A very basic cypherpunk issue is privacy in communications and data retention. John Gilmore said he wanted “a guarantee — with physics and mathematics, not with laws — that we can give ourselves real privacy of personal communications.”
The secrecy of correspondence or literally translated as secrecy of letters, is a fundamental legal principle enshrined in the constitutions of several European countries.It guarantees that the content of sealed letters is never revealed, and letters in transit are not opened by government officials, or any other third party. It is the main legal basis for the assumption of privacy of correspondence.
The principle has been naturally extended to other forms of communication, including telephony and electronic communications on the Internet, as the constitutional guarantees are generally thought to also cover these forms of communication. However, national telecommunications privacy laws may allow lawful interception, i.e. wiretapping and monitoring of electronic communications in cases of suspicion of crime. Paper letters have, in most jurisdictions, remained outside the legal scope of law enforcement surveillance, even in cases of “reasonable searches and seizures”.
When applied to electronic communication, the principle protects not only the content of the communication, but also the information on when and to whom any messages (if any) have been sent (see: Call detail records), and in the case of mobile communication, the location information of the mobile units.
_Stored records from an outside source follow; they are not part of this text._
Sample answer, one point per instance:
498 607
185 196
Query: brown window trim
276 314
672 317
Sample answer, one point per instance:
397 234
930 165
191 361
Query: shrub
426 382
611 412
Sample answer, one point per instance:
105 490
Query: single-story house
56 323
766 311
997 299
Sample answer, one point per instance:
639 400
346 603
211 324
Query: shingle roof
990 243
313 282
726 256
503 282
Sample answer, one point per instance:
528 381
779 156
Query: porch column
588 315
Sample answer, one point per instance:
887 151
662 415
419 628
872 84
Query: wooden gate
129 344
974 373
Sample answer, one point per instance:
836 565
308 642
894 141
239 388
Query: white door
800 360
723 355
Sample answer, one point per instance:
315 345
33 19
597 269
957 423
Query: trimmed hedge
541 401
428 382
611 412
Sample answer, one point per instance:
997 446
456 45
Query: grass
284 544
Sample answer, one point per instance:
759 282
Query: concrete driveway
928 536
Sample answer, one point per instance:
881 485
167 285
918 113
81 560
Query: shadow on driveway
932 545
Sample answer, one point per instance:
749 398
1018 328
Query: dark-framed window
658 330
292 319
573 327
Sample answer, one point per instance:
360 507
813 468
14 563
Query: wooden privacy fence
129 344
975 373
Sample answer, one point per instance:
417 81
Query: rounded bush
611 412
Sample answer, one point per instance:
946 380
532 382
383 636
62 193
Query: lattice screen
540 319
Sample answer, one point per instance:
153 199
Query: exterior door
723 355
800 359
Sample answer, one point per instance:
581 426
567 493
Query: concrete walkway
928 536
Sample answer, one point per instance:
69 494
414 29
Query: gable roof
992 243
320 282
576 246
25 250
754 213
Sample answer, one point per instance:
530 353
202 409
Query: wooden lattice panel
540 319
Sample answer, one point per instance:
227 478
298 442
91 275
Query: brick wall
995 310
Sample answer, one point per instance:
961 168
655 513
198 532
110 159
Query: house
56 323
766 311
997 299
As a consequence, in jurisdictions with a safeguard on secrecy of letters, location data collected from mobile phone networks has a higher level of protection than data collected by vehicle telematics or transport tickets.
Such guarantees require strong cryptography, so cypherpunks are fundamentally opposed to government policies attempting to control the usage or export of cryptography, which remained an issue throughout the late 1990s. The Cypherpunk Manifesto stated “Cypherpunks deplore regulations on cryptography, for encryption is fundamentally a private act.”
This was a central issue for many cypherpunks. Most are passionately opposed to various government attempts to limit cryptography — export laws, promotion of limited key length ciphers, and especially escrowed encryption.